The day is young, but I may as well start. (MY day is young, and doesn't start til kind of late.) I already have gifts to be thankful for though.
I have used magnets off and on for pain, sometimes getting relief, sometimes not, sometimes adding to my discomfort. Well, right now I have a shoulder impingement on my good side, which has been causing my whole upper body to ache and exhausting me, pretty much shortening every day. One slight wrong movement causes sharp enough pain to leave me whimpering and trying to breath evenly, and I make wrong moves multiple times daily. Last night I remembered magnets and again thought "What do I have to lose?" I taped a couple of them on my shoulder before I went to bed. I don't think my imagination is good enough to create the instant relief I felt. It was like my whole body just relaxed a little. I've been feeling much less exhausted by this shoulder since last night. I'll have to wait and see if it lasts.
I struggle to hold on to the inspiration and drive to draw. I have a gift. I know this. I often wonder if I am wasting this gift, which would be a travesty. These past few days I've had Both inspiration and drive along with an innovative idea... The proof's in the pudding, and the pudding is still in the making. :)

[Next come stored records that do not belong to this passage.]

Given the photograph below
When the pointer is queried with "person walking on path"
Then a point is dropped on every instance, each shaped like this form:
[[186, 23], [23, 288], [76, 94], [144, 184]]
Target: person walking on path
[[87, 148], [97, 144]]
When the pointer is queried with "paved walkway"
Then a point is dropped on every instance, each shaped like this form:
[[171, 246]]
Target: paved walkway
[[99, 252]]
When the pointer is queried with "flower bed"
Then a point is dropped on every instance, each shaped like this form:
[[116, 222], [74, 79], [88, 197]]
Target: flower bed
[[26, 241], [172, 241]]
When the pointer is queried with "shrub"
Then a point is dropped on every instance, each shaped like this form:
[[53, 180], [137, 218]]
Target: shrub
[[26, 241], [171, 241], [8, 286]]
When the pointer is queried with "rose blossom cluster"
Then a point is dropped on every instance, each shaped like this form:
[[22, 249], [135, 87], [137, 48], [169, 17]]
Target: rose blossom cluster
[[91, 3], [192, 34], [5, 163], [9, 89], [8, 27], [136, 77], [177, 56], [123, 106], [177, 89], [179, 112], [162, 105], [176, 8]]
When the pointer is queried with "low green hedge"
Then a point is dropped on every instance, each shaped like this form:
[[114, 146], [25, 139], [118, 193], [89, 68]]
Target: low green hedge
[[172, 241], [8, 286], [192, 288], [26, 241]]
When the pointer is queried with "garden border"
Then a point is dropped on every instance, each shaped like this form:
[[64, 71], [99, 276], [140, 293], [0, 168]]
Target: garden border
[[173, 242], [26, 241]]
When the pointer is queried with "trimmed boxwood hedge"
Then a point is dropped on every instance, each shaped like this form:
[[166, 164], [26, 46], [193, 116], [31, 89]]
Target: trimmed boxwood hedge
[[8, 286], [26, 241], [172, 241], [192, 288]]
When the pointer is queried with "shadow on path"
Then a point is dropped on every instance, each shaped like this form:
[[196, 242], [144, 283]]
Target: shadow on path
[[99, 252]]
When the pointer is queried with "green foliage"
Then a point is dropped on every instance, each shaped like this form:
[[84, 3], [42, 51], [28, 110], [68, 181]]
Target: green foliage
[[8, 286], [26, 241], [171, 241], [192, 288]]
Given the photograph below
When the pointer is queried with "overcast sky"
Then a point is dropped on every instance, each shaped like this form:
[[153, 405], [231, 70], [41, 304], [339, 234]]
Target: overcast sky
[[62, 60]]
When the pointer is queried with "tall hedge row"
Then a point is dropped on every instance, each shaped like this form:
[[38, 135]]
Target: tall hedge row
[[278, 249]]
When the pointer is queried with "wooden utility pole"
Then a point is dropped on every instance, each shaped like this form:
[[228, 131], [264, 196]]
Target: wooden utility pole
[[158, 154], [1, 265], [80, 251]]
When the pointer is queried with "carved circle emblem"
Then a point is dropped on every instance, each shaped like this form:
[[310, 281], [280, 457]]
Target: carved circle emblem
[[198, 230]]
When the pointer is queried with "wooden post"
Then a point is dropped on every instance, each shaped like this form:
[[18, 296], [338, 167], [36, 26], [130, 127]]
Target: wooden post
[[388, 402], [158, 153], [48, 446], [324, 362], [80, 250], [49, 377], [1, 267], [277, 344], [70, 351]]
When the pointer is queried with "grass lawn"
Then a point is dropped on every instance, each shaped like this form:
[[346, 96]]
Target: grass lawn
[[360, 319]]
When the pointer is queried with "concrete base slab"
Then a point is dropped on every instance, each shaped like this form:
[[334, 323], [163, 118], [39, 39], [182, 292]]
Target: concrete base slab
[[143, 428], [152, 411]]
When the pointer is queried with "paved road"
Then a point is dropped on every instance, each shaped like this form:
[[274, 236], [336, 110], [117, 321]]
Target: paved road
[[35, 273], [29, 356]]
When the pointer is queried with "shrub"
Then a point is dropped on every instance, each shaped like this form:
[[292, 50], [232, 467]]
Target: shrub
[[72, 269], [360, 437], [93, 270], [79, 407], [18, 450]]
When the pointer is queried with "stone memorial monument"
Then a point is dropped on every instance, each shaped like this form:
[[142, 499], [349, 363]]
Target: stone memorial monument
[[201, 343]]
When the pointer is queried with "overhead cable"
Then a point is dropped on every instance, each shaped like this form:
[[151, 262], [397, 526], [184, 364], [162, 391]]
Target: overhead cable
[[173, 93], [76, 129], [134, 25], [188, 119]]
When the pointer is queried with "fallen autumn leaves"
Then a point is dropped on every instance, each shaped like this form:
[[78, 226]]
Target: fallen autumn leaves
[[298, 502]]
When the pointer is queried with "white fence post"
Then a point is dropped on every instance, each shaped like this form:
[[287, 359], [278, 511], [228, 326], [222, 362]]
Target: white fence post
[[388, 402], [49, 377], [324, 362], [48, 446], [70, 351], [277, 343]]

I've avoided most video/computer games, but my eldest niece got me hooked on Minecraft and I really enjoy it! I watched my nephews playing it for a long time and wondered what in the world they saw in playing with blocks on a computer game... then I got hooked. lol!
9. Nail polish.
I love looking down at my toes and seeing bright nails. It makes me feel girly, and I like feeling girly! Right now they are bright pink with flowers and sparkles. :) Sometimes I enjoy doing my fingernails too, but not as consistently as my toes.
10. T & J, for how they've taken me in, welcomed me, and treated me like family. They never "disapprove" of me, or despise me for invading their space. They make me feel useful, worthy, and loved. My gratitude knows no bounds for God's provision in this, both physically and emotionally!
The heat is draining my energy. For some crazy reason, this dryer heat out here seems to drain me more than the humid heat of SC. I took some particularly pleasing flower pictures this week, so I'll share a few.
Added - I'm praying today for an "adopted" cousin from childhood. She is in the hospital in what appears to be dire condition, with some rare lung disease. My heart goes out to her very worried family!